Although Thompson planned to attend a barbeque with the Ebingers and Noftsger that evening, she did not call to tell them she was not coming. A week later, Thompson told them that she had been attacked, but she did not say that she had been raped because she "didn't want to relive it." Noftsger testified that she felt a knot on the back of Thompson's head.

Detective Kathy Holt interviewed Thompson about 10 days after the incident. Holt reported that Thompson was withdrawn and "totally shut down" during the interview. Although Holt observed a slight bruise on Thompson's arm, she did not find any injuries to Thompson's head. The case was placed on inactive status until results from the fingerprint analysis established that Jackson's prints were on the bottle.

Jackson was arrested on December 1, 2006, and charged with first degree rape. He admitted having sex with Thompson but claimed that it was consensual. According to Jackson, he met Thompson in the parking lot as she was securing her car. Jackson testified that Thompson was drunk: he said that he smelled alcohol on her breath and she appeared to be drinking alcohol from a red plastic cup. After flirting with Jackson, she kissed him and invited him into her apartment. Thompson then told Jackson that she was a lesbian but was interested in having sex with an African American man. Thompson performed oral sex on him and engaged in consensual sexual intercourse, after which they both fell asleep. Jackson woke up about an hour later and discovered that two bags of marijuana were missing from his pants. Believing that Thompson had stolen them, he, in turn, stole a watch, a bottle of cologne, and some candy. Jackson denied taking her cell phone, DVD player, and checkbook.

The amended charge also shows that the State charged Jackson with child molestation in the second degree. These counts were severed, and Jackson pleaded guilty to the second degree molestation charge. He was sentenced to 42 months in prison on that count.

Jackson's trial began on January 14, 2008, before a jury whose members were drawn only from the Kent jury assignment area according to RCW 2.36.055 and former LGR 18. The State called Thompson to the stand, and she testified about the June 17, 2006, incident and her subsequent alcoholic relapse without objection from Jackson. Thompson specifically stated that she had been drinking so heavily at the Gay Pride parade in June 2007 that she passed out and was sent home by Noftsger and the Ebingers in a taxi. Additional witnesses for the State included Joann and Sina Ebinger and Noftsger. All three witnesses testified about Thompson's drinking at the 2007 parade, with Jackson eliciting further details on cross-examination about Thompson's extreme intoxication. Jackson only objected on relevancy grounds when the last two of these witnesses, Sina Ebinger and Noftsger, were asked if they "had any concerns" about statements Thompson made to them at the 2007 parade. Jackson also objected when Noftsger stated that Thompson's alcohol abuse was so severe that she "knew that if [Thompson] kept up like that, she was going to die."

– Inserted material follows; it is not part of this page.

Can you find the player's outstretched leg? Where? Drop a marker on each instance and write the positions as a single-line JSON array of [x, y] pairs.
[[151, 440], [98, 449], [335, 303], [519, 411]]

In closing, defense counsel referred to Noftsger's testimony as supporting the theory that Thompson's alcohol abuse led her to do "some things that she would normally never do, and that includes having consensual sex with a man, Robert Jackson." In rebuttal, the prosecutor argued that the weight of evidence favored Jackson's conviction and stated that, unlike defense counsel, she was "pursuing justice." The jury found Jackson guilty of first degree rape, and the court imposed an indeterminate sentence of 160 months to life in prison.

Discussion

I. Prosecutorial Misconduct

To establish prosecutorial misconduct, the defendant must show that the prosecutor's conduct "was both improper and prejudicial in the context of the entire record and circumstances at trial." The defendant bears the burden of showing both that the conduct was improper and that it caused prejudice. When an appeal alleges misconduct resulting from comments made by the prosecutor in her closing argument, and the defendant fails to object at that time, the issue before an appellate court "becomes whether any curative instructions would have effectively erased the prejudice." In other words, the alleged misconduct will not be reviewed unless the comment is "so flagrant and ill intentioned that no curative instructions could have obviated the prejudice engendered by the misconduct." In examining whether the prejudice could have been remedied by a curative instruction, we "do not look at the comments in isolation, but in the context of the total argument, the issues in the case, the evidence, and the instructions given to the jury."

State v. Hughes, 118 Wn. App. 713, 727, 77 P.3d 681 (2003).

State v. Belgarde, 110 Wn.2d 504, 507, 755 P.2d 174 (1988).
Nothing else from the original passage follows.